Denver, Colorado

They were lionized in the press, celebrated by the US government, and even given exclusive access to New York City nightclubs — that was 20 years ago. This week, the physicists who made key early breakthroughs in the field of high-temperature superconductivity recalled their fame and expressed hopes that the field would once again dramatically move forward.

The “Woodstock” of physics: 18 March 1987, when physicists met to discuss a stunning class of material. Credit: AM. INST. PHYS.

Back then, in a marathon session on the evening of 18 March 1987, at a meeting of the American Physical Society, researchers discussed a new-found class of 'superconducting' material that carried electrical current without resistance at dramatically higher temperatures than its predecessors. The impromptu lectures at the New York City Hilton ran until after 3 a.m. and were later dubbed the “Woodstock” of physics. “The euphoria was really unbelievable,” says Paul Grant, a physicist at Stanford University, California, who was there that night.

By contrast, the mood was nostalgic at this year's American Physical Society meeting, held this week in Denver, Colorado, when many of those at the original 1987 session gathered for a reunion and to discuss the future.

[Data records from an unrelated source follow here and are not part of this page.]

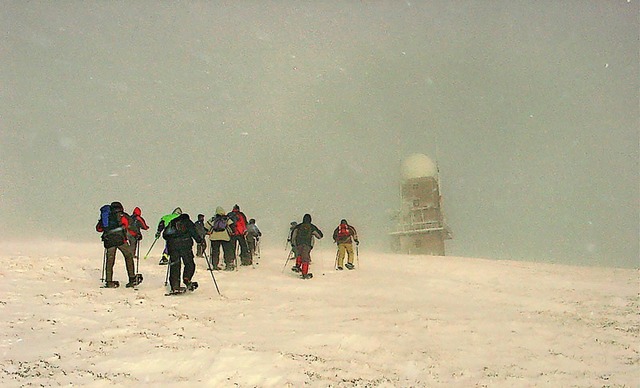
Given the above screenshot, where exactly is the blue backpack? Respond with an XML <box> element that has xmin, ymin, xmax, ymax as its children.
<box><xmin>100</xmin><ymin>205</ymin><xmax>111</xmax><ymax>228</ymax></box>
<box><xmin>99</xmin><ymin>204</ymin><xmax>121</xmax><ymax>230</ymax></box>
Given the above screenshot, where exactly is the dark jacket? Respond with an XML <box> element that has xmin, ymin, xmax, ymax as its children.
<box><xmin>194</xmin><ymin>219</ymin><xmax>207</xmax><ymax>238</ymax></box>
<box><xmin>162</xmin><ymin>213</ymin><xmax>204</xmax><ymax>250</ymax></box>
<box><xmin>96</xmin><ymin>210</ymin><xmax>132</xmax><ymax>248</ymax></box>
<box><xmin>291</xmin><ymin>214</ymin><xmax>323</xmax><ymax>248</ymax></box>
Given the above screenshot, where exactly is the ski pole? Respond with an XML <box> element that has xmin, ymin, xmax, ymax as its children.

Superconducting materials differ markedly from other conductors. Normally, the atomic lattice in a metal causes electrons to scatter, creating heat. But in superconductors, the electrons pair together in a way that allows them to travel effortlessly through the material. Superconductivity was first discovered in 1911, and described in theoretical calculations in 1957 by John Bardeen, Leon Cooper and John Robert Schrieffer.

The materials offer the tantalizing possibility of allowing energy to be transmitted with virtually no loss, promising powerful motors and better generators. But the low temperatures at which superconductors originally worked prevented them from being practical. For most of the 1970s and 1980s, the record for a high-temperature superconductor remained at a miserable 23 kelvin, or 23 degrees above absolute zero.

It created the feeling in many people that nothing is impossible.

Then in 1986, Georg Bednorz and Alex Müller of IBM's Zurich Research Laboratory in Rüschlikon discovered a new class of superconductor that worked at 30 K. These cuprates, as they are known, consisted of layers of copper oxide with small amounts of other materials added. The IBM work was soon confirmed by others, including Paul Chu of the University of Houston, Texas, who discovered an yttrium–barium–copper oxide material that could superconduct at 93 K, above the temperature of liquid nitrogen. The discovery meant that superconductors would be cheaper to cool and easier to use. “It created the feeling in many people that nothing is impossible,” says Bednorz, who won the 1987 Nobel physics prize with Müller for their discovery.

Condensed-matter physicists found themselves turned into overnight celebrities. “New Superconductors Offer Chance to Do the Impossible,” trumpeted The New York Times. Physicists were invited to the White House for a demonstration to then-President Ronald Reagan and given free passes to a New York City discothèque. “It was a heady, heady experience,” says Grant. Buoyed by the promises, Congress passed the Superconductivity Competitiveness Act of 1988, which boosted funding for the field.

But there remained a problem. Nobody knew exactly how the new materials worked. After their initial discovery, little progress was made in increasing their operating temperatures. And, because the materials were ceramic, they proved difficult to manufacture and incorporate into existing infrastructures.

Today, says Grant, little has come of those early claims. “No high-temperature superconducting technology is turning a profit,” he says. “If you reflect back on 1987 there were a lot of futures promised, I think irresponsibly.”

And the scientific field has also slowed. Although more than 100 superconducting cuprate materials have been discovered, the record for superconductivity remains at 164 K, about halfway between absolute zero and room temperature. The theoretical understanding of the material is incomplete as well, says physicist Douglas Scalapino of the University of California, Santa Barbara. Although many researchers believe that electrons pairs underlie superconductivity even in these new materials, no one knows how the electrons bind together. “We don't understand what causes it,” he says.

A low point came last September when two German researchers predicted that, given current trends, publications of papers in high-temperature superconductivity would end between 2010 and 2015. The researchers later revised their estimates, but not before angering many scientists (see Nature 443, 376–377; doi:10.1038/443376b 2006).

But despite the frustrating lack of progress, many remain hopeful. Room-temperature superconductors may yet be found, says Chu: “At this moment, there's no evidence, either theoretical or experimental, that tells us it's impossible.”

And high-temperature cuprates may soon find some applications in defence, says Grant. The materials' electrical efficiency may make them useful for high-power microwave beams that can be used to disable small ships.

Optimists say the field could be reinvigorated at any time by a new discovery, whether through serendipity or otherwise. “If something happens, there will be another Woodstock and another explosion,” Grant says.